Carol understood. They promised each other it would never happen again. They made up and went to bed feeling better about their marriage. As Ethan lay in the dark that night, trying to sleep, he vowed to preserve Mary’s pure innocence and joy as long as he could. She would slowly learn over time that the world was a hard and terrible place. But he would fight that world as long and as hard as he could to protect his little girl from its dark truths.

In the third-floor lounge, the other survivors sit around a small table and share a breakfast of peanut butter on crackers and wash it down with instant coffee sweetened with honey and lightened with powdered milk. An espresso machine gathers dust in the corner next to a small refrigerator nobody is interested in opening. Corporate art decorates the walls. The stale air smells like dust. The LED lantern casts long shadows behind a fake potted plant.

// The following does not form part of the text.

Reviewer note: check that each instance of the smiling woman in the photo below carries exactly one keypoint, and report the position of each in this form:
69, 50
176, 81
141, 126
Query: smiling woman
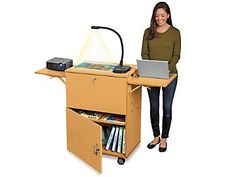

“I think we can all agree we need to continue searching the building,” Anne says. “I’d like to lead a team to look for supplies. Food, water, drugs and anything else we can use.”

“If it’s all right with you, I need to sit that one out,” Sarge says.

“Got to work on the Brad?”

“No, I’d like to take my boys and find the emergency generator. We might get some lights going again. Charge our electronics. Maybe even get some news of the outside world.”

“Wow,” Wendy says, smiling. “That would be nice.”

“Hooah,” says Sarge.

“Don’t tell me you have to go into the basement,” Anne says.

Sarge shakes his head. “There ain’t no generator in the basement. If a water main broke or there was some type of disaster where fire hoses or sprinklers would have to be used, it could get flooded out too easy. Hurricane Katrina taught everybody that. No, this hospital has a mechanical penthouse. High and dry on the top floor. That is where it will be. Me and the boys will take care of it.”

The survivors eat quietly. Sarge pours himself more coffee, smiles and adds, “So don’t you worry about me. The only people going into the darkest, most dangerous parts of the hospital today will be you.”